I read this years ago when I spent the summer reading authors named Smith. This is a problem novel extraordinaire, so it should be appealing to students in middle school, but it is a challenging read, best suited to strong readers with an interest in history.It was published in 1943. The prose is dense and lyrical, and the premise very sad.
Francie's family struggles to get by in Brooklyn in the early 20th century, mainly because the father is an attractive but frequently drunk ne'er do well who finds it hard to hold a job. Francie's mother cleans for people, and Francie and her brother collect rags and bottles, because the pennies they earn might buy dinner that night.
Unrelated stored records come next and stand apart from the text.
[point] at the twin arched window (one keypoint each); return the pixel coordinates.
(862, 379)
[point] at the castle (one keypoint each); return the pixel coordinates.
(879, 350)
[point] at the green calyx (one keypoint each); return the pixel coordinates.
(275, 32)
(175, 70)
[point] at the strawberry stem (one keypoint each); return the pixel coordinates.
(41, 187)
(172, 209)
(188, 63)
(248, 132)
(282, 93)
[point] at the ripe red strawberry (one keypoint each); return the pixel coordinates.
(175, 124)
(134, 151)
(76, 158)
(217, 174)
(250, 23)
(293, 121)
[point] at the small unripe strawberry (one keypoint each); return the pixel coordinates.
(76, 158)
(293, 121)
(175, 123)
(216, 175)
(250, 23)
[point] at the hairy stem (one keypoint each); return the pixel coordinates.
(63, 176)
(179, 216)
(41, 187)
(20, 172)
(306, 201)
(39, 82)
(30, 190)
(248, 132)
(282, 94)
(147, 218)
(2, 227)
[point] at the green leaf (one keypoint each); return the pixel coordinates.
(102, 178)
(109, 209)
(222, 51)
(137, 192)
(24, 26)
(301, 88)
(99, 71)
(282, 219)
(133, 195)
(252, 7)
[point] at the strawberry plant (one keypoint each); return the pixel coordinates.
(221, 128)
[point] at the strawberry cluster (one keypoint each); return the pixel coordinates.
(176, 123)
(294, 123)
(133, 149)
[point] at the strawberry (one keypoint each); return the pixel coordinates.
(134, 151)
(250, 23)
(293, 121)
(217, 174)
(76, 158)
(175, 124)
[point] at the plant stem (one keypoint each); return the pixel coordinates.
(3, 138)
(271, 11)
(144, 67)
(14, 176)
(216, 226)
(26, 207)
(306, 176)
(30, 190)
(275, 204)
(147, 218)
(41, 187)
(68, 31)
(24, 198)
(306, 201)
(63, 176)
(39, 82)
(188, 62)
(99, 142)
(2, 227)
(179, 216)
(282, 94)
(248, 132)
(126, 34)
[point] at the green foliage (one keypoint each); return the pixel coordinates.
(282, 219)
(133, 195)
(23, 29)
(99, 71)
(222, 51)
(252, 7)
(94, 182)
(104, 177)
The family tries to do better and is rebuffed at every turn. I remember being so relieved at the end of the book that things turned out okay.
My 8th grader was given a copy for Christmas by her godmother, and she's been reading it a bit at a time because both of us loved it. That is a huge selling point for any book.
If there are any librarians out there who have not picked up a copy of this, you must immediately go and read Chapter 2. If the following passage doesn't break your heart and make you more aware of how you treat every child, you are dead inside. Dead!
"Each week Francie made the same request and eack week the librarian asked the same question. A name on a card meant nothing to her and since she never looked up into a child's face, she never did get to know the little girl who took a book out every day and two on Saturday. A smile would have meant a lot to Francie and a friendly comment would have made her so happy. She loved the library and was anxious to worship the lady in charge. But the librarian had other things on her mind. She hated children anyhow."